At Princeton University, CISO David Sherry said this risk management is baked into the mission of the institution’s IT department. Information security is programmatic and cultural, he said, which supports the overall efforts to support Princeton in its teaching, research and learning.
“Programmatic” means IT security is part of everything that happens at the university, from hiring a new employee to purchasing a new copier or assessing a new cloud service. The cultural aspect requires campuswide awareness of the importance of cybersecurity.
“It means that everyone is aware of security, the security mission and security team, and that they recognize they play a role,” Sherry said. “We also make it cultural by teaching them that security is important in their personal life as well, because we feel if they’re thinking about security from 5 p.m. to 8 a.m., they’re going to be thinking about security from 8 a.m. to 5 p.m. It’s working slowly but surely, and we’re changing the culture of a 275-year-old university.”
University of Michigan CISO Sol Bermann said he’s seeing the greatest improvement in process, building security assessments into existing processes, breaking down the silos between the security experts and the rest of IT.
READ MORE: How security maturity assessments can protect your university from cybercriminals.
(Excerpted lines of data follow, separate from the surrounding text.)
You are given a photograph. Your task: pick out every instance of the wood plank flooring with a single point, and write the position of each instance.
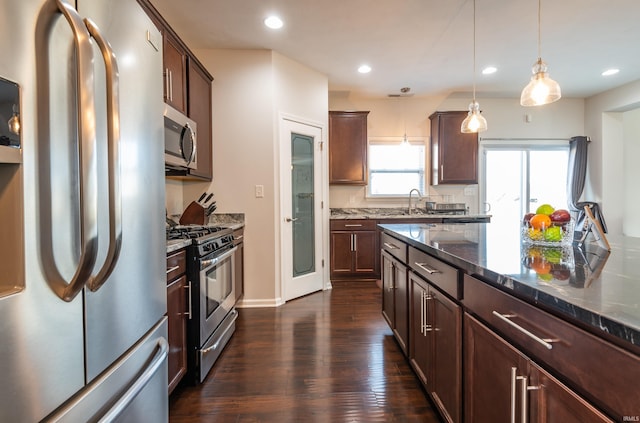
(326, 357)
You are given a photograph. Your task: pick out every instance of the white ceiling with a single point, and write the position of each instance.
(428, 44)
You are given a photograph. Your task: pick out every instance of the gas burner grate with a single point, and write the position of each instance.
(191, 232)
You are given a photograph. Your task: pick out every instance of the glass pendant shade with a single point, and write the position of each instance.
(474, 122)
(541, 89)
(14, 123)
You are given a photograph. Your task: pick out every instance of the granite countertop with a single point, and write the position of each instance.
(177, 244)
(598, 289)
(232, 221)
(396, 213)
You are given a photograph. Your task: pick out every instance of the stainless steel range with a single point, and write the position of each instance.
(210, 272)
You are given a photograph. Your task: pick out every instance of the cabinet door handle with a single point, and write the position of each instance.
(512, 416)
(170, 85)
(428, 326)
(506, 318)
(429, 270)
(422, 313)
(171, 269)
(188, 288)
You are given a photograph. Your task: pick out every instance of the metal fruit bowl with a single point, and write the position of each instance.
(557, 235)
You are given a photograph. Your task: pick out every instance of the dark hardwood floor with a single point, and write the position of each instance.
(326, 357)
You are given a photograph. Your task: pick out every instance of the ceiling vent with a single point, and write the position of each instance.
(404, 92)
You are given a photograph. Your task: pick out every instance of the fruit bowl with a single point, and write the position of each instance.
(547, 227)
(551, 264)
(556, 235)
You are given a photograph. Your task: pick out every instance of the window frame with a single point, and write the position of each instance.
(524, 144)
(418, 141)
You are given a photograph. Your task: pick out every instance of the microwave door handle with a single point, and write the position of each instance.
(88, 185)
(187, 131)
(113, 157)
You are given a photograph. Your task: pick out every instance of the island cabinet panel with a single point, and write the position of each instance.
(436, 345)
(454, 155)
(348, 148)
(354, 249)
(575, 356)
(395, 297)
(504, 385)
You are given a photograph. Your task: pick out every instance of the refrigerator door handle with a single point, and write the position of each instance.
(137, 386)
(86, 146)
(113, 140)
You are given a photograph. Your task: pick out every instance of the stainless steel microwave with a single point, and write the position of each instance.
(179, 140)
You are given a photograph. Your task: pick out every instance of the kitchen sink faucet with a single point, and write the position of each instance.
(410, 193)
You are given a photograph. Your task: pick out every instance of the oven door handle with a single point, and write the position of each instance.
(207, 263)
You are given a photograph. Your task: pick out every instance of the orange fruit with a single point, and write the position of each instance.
(540, 266)
(540, 221)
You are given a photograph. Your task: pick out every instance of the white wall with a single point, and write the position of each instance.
(607, 184)
(250, 89)
(505, 117)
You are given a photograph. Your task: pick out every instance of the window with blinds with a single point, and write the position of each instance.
(395, 168)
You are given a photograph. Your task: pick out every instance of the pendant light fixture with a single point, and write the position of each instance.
(474, 122)
(541, 89)
(405, 140)
(14, 121)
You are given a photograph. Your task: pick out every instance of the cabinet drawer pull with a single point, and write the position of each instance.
(506, 318)
(429, 270)
(190, 310)
(171, 269)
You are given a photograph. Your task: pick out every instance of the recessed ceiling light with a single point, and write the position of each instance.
(489, 70)
(273, 22)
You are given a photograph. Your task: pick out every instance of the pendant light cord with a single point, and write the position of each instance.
(474, 50)
(539, 38)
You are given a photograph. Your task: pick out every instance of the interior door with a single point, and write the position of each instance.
(302, 222)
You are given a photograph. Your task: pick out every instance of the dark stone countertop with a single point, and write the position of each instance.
(397, 213)
(597, 289)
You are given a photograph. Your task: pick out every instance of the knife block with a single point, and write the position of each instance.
(193, 215)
Balancing Innovation and Operational Excellence
Support for innovation can start at the staffing level. When Sherry was building his security team, the first hires he made were people with institutional knowledge whom he knew he could trust. But from then on, he has made it a point to hire experts from other schools and industries.
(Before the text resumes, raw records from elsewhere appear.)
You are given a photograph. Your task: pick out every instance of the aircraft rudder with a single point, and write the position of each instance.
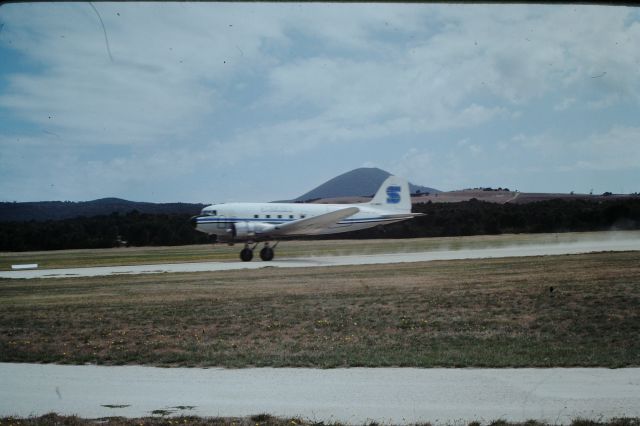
(393, 194)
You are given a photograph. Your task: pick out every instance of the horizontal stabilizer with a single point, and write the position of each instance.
(314, 224)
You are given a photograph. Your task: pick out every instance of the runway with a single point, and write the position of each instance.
(621, 244)
(353, 396)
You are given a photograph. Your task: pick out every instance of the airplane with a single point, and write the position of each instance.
(252, 223)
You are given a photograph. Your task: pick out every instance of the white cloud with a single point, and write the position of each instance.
(224, 85)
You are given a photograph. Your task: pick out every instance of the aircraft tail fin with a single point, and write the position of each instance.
(393, 195)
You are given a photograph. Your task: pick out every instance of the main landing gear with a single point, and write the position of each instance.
(266, 253)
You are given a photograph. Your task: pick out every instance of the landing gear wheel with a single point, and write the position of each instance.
(246, 254)
(266, 254)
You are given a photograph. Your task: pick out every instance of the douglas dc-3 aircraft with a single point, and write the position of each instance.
(254, 222)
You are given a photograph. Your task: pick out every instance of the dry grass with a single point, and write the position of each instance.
(208, 253)
(257, 420)
(489, 313)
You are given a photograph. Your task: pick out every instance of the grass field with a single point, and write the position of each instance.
(257, 420)
(221, 252)
(482, 313)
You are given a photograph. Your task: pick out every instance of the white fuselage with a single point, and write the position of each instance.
(217, 219)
“That brings a different way of thinking that blends innovation and operational excellence,” he said.
He also treats missteps as learning experiences that will make his team better in the long run.
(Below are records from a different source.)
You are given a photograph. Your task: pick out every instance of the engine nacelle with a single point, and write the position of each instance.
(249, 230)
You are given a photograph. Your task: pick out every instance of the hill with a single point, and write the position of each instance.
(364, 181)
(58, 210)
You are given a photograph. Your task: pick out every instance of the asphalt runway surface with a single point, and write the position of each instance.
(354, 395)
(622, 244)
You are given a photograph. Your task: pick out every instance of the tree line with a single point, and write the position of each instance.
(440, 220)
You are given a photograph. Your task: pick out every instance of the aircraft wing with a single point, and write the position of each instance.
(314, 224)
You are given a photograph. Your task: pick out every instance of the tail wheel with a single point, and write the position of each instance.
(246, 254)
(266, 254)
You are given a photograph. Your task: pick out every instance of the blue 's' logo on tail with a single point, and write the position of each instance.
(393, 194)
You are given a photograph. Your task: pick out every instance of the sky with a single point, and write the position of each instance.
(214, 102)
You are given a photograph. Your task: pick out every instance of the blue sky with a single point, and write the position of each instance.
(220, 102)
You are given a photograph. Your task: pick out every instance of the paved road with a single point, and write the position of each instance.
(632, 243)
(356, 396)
“My staff and I, we use an old quote by the football coach Don Shula,” he said. “He says, ‘Strive for perfection and settle for excellence.’ Sometimes, our role is like Chutes and Ladders. We get a ladder, we climb up a little bit higher, but sometimes we get a chute. We do some post-mortems, and we say, as long as you learn from it and we start heading towards next ladder and some level of excellence, that’s OK for us.”
Waddell sees things a little differently. Previously CISO at the University of New Hampshire, in his current role Waddell understands the IT security team’s responsibility to remain good fiscal stewards of their resources while contributing to the university’s overall mission. This means managing risk as much as possible while understanding that they can never eliminate it.
“Some days, it’s just our turn,” he said. “The bad guys can be lucky, so we want to make sure that we have the right balance and tools in play so that people can get their jobs done.” If people can’t do that within the secure environment, they’ll find another way to do it, he said, which will be less secure than what the IT pros can offer.